Anticorruzione e finanziamento ai partiti sono all’ordine del giorno da tempi che staremmo per definire immemorabili se non fosse che la memoria, in questo caso, ci vorrebbe, eccome!
Come del resto ci ricorda il nostro direttore anche a proposito dell’inchiesta sulla fondazione di Matteo Renzi, quest’ultimo ritornato in un certo senso alla politica quotidiana con relativa scissione, a futura memoria di Nicola Zingaretti e non solo. Per definizione: “inchieste ad orologeria, ovvero l’uso politico della giustizia come se fosse ormai entrato a far parte della Costituzione materiale o facesse parte integrante dei metodi e dei meccanismi della vita pubblica del Paese”.

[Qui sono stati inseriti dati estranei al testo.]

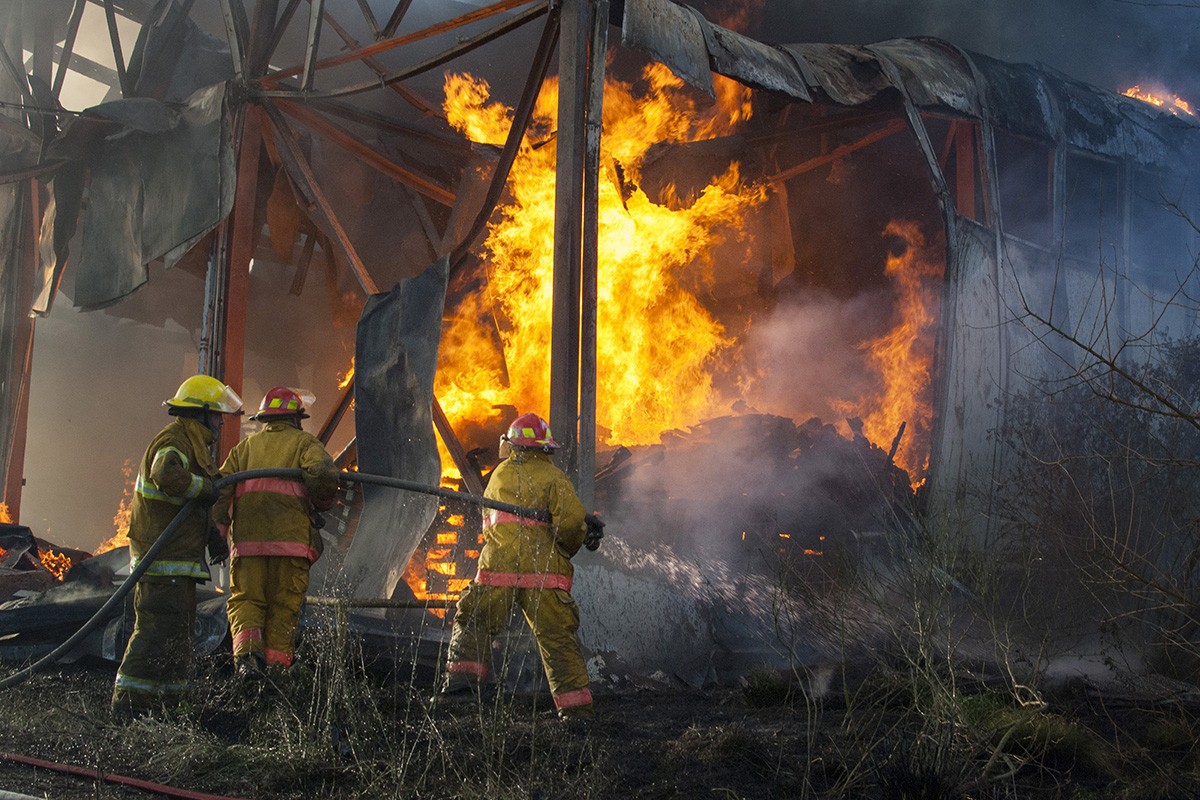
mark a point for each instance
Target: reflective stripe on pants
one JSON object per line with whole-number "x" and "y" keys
{"x": 551, "y": 613}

E un’onda, un’ombra non sembrano neppure invisibili su un’altra inchiesta davvero ad horas su Silvio Berlusconi, anche lui e per certi versi redivivo nella politica attiva del Paese, benché esperto di inchieste a pioggia passate. Va altresì aggiunto che l’uso politico della giustizia non poteva non ottenere l’effetto devastante, ovvero annichilente, dei partiti della Prima Repubblica, con l’appendice, dal sapore tutto sommato amaro, del salvataggio da quell’uso dei discendenti dal Pci (finanziati da milioni di rubli e non solo), amaro soprattutto per loro stessi che, salvatisi dalle inchieste, si sono trovati Berlusconi a impedir loro i trionfi elettorali sospirati da più di mezzo secolo.
La memoria è spesso fallace a proposito di questa storia, specialmente da parte degli interessati che hanno fatto proprio il detto dell’immortale Giulio Andreotti col suo “tutto s’aggiusta”, in un Paese nel quale, tuttavia, non pochi partiti hanno sfruttato le disgrazie altrui per crescere a dismisura, per ingrossarsi e fra i quali spicca, buon ultimo, quel Movimento 5 Stelle che ha dato il colpo (quasi) risolutivo alla politica tout court.

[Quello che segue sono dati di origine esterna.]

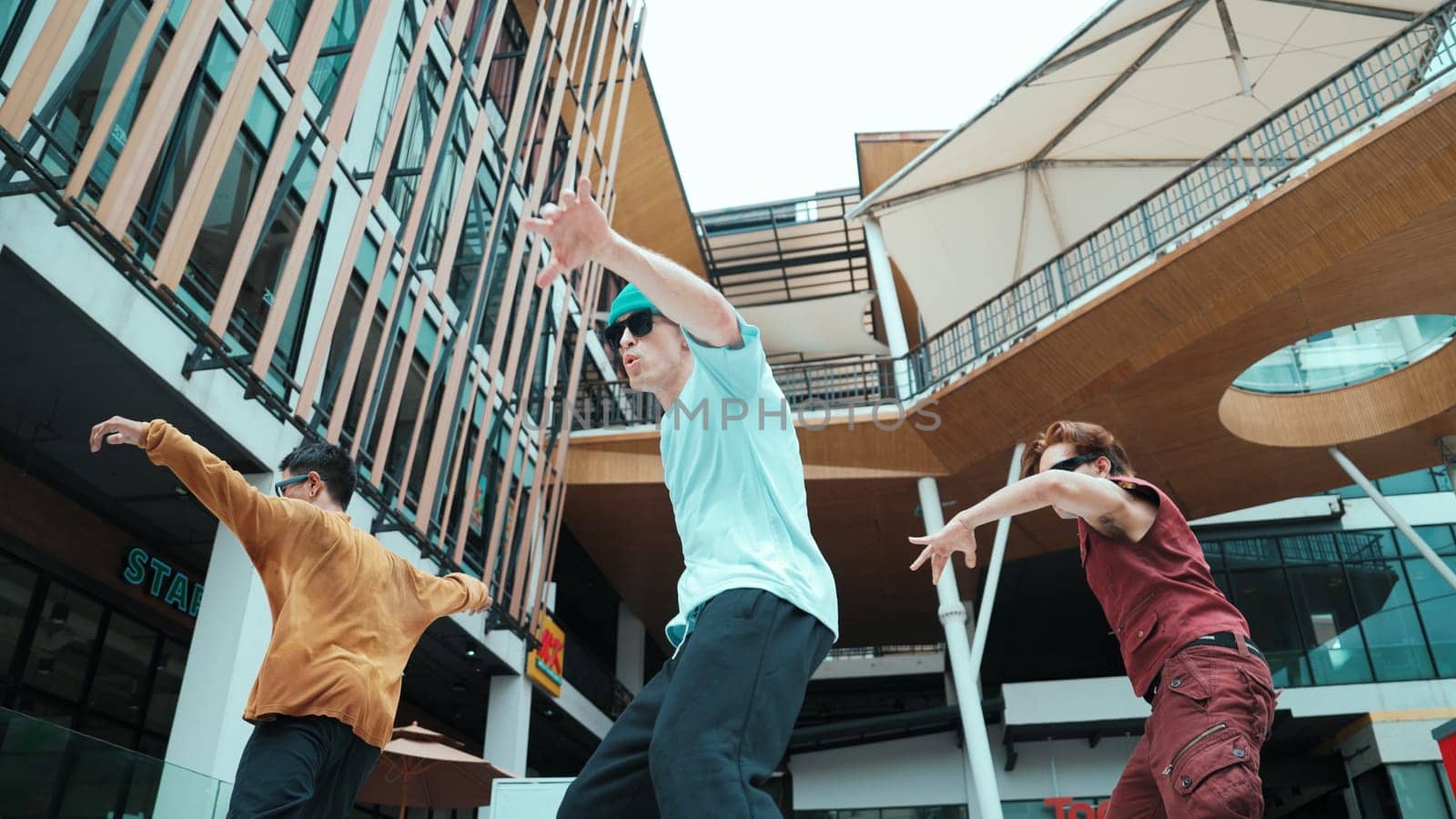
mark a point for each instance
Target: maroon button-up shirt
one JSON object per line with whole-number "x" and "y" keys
{"x": 1158, "y": 593}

E tuttavia, le finalità di quelle ingiurie contro tutto e contro tutti i “ladri”, i risultati di quell’invito trucido di voler “aprire il Parlamento come una scatola di tonno” sono bene evidenziati, ma al contrario, dal Presidente pentastellato proprio di quella Camera dei deputati destinata al fuoco eterno, ad ignis, alla sua morte e invece più viva che mai sotto la guida di Roberto Fico. E il Governo, che ne è del gestore di quel potere contro il quale si elevavano le accuse più infamanti e gli inviti ad delendum di un Luigi Di Maio che non più tardi di un anno e mezzo fa stava a braccetto coi leggendari gilet gialli e auspicava contro governo e governi una lotta dura senza paura? Il Governo italiano è presieduto da un grillino sia pure non iscritto, ma in compagnia di autorevoli ministri della nidiata nata e cresciuta per la sua demolizione e fra cui spicca proprio Di Maio, che in queste ore riceve i colleghi ministri stranieri a New York, sempre con un sorriso sulle labbra che vorrebbe celare non soltanto la sua inesperienza nel settore ma, soprattutto, quel pensiero a malapena mascherato, rivolto in modo particolare ai suoi compagni e riassumibile nell’indimenticata esclamazione di Alberto Sordi: “Io so’ io, e voi non siete un c…”.
Nel frattempo, lo stesso ha raccomandato agli alleati piddini di indicare come capolista regionali persone obbligatoriamente fuori dai partiti (a rischio di corruzione?), giudiziosamente facenti parte della società civile, estranei in tutti i sensi a partiti e movimenti che, non essendo degni di accedere al ruolo di capolista, non si capisce per quale misteriosa ragione possano partecipare alle elezioni nelle suddette liste. C’è da dire, peraltro, che non pochi di questi amici e compagni di Di Maio, alla Camera e al Senato, stanno rompendo il rigoroso e in un certo senso obbligato silenzio riscoprendo una tanto più necessaria vita interna di partito quanto più rimproverata, nella sua assenza agli altri, e proprio da parte di coloro che non l’hanno mai potuta o voluta frequentare. E chissà cosa ne pensa a tal proposito Davide Casaleggio in una con il leggendario Rousseau.